Aline de Miranda Valverde Terra defende a restrição da aplicação do dano pela privação de uso nos casos em que o proprietário não está utilizando a coisa ou não tem perspectiva de utilizá-la, pois entende que a responsabilidade civil não resolve a questão.9

Sugere, nesse contexto, solução na esfera do enriquecimento sem causa por meio da figura do enriquecimento por intervenção, no qual há incremento no patrimônio do enriquecido por intervenção em direitos ou bens jurídicos alheios10.

Assim, o enriquecimento por intervenção se daria às custas de outrem, no caso, o proprietário, que não necessariamente sofreu empobrecimento11, e a quem caberia a restituição do incremento patrimonial obtido pelo enriquecido.
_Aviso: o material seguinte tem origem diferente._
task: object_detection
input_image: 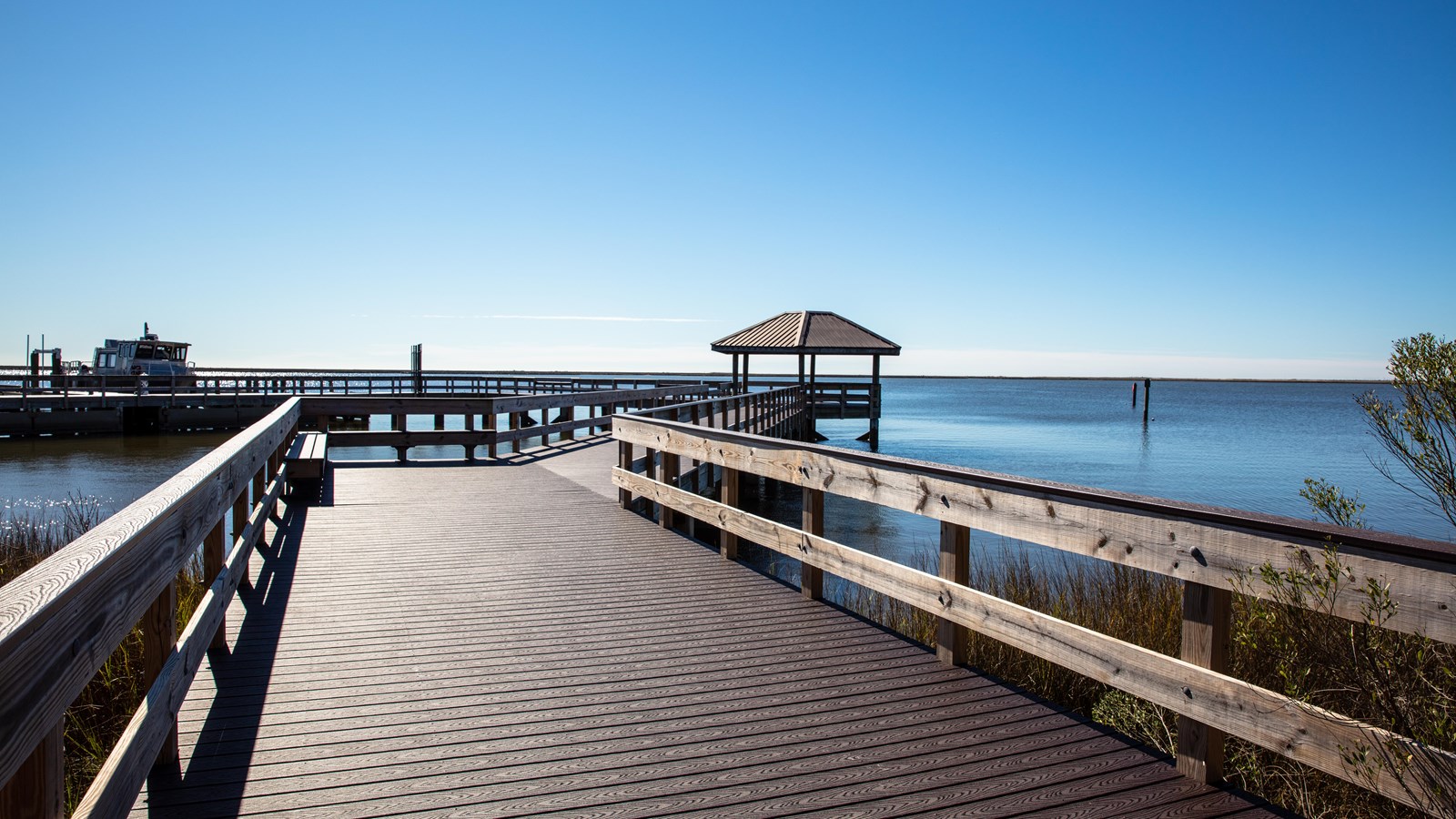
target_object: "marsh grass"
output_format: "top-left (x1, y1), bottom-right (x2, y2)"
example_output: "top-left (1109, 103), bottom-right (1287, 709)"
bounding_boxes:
top-left (0, 495), bottom-right (206, 810)
top-left (830, 543), bottom-right (1456, 819)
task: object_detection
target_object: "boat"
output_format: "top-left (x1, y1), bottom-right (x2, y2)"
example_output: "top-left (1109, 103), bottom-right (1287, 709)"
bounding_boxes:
top-left (90, 322), bottom-right (192, 378)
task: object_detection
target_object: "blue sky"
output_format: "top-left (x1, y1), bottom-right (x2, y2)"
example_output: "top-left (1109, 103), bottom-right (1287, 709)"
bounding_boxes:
top-left (0, 0), bottom-right (1456, 378)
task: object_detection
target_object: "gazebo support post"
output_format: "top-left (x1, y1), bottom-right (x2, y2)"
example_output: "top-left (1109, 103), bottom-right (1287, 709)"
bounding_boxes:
top-left (804, 356), bottom-right (825, 441)
top-left (869, 356), bottom-right (879, 451)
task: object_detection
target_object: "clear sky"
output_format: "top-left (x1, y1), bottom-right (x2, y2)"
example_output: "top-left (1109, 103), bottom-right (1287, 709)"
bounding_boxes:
top-left (0, 0), bottom-right (1456, 378)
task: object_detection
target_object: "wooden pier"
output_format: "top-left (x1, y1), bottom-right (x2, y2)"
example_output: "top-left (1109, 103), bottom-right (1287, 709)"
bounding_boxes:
top-left (0, 386), bottom-right (1456, 819)
top-left (133, 441), bottom-right (1287, 819)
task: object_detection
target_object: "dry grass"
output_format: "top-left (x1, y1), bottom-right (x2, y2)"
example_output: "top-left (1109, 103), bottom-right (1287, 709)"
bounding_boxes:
top-left (830, 543), bottom-right (1456, 819)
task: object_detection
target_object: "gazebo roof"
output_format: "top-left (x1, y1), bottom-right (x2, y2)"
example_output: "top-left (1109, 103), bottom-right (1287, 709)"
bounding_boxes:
top-left (712, 310), bottom-right (900, 356)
Há no Superior Tribunal de Justiça (STJ) precedente qualificado sobre o reconhecimento e reparabilidade do dano por privação de uso. Por meio do julgamento do Tema nº 512 do Recurso Repetitivo nº 996, relativo ao REsp nº 1.729.593-SP, julgado em 11.09.2019, a corte reconheceu a indenização por injusta privação do uso do bem ao adquirente de unidade habitacional por meio do Programa Minha Casa Minha Vida (PMCMV) devido ao atraso na entrega do imóvel13.

Para tanto, a 3ª turma do STJ entendeu que o não recebimento da unidade habitacional na data contratada pelo adquirente “evidencia e expõe o dano a ser reparado, independentemente da comprovação de ter efetuado gasto com a locação de imóvel para residir”14.

Destarte, o STJ confirmou entendimento, que já vinha adotando em casos de aquisição de imóvel no âmbito do Sistema Financeiro de Habitação (SFH), de que o dano é presumido pela simples impossibilidade de utilização plena da propriedade. Contudo, diferentemente dos casos envolvendo SFH, entendeu que “no âmbito do PMCMV, o prejuízo material decorrente do atraso na entrega de imóvel está mais próximo de um dano emergente do que de lucros cessantes”15

Com efeito, mesmo reconhecendo a autonomia do dano pela privação de uso, o STJ tem se utilizado de outros instrumentos reparatórios para justificar a sua aplicação, ora classificando-o como dano emergente, ora como lucros cessantes.

Feitas essas breves considerações, necessárias para a contextualização do dano pela privação de uso na literatura jurídica e jurisprudência nacional, passa-se à análise da possibilidade de aplicação do referido instrumento na economia de compartilhamento.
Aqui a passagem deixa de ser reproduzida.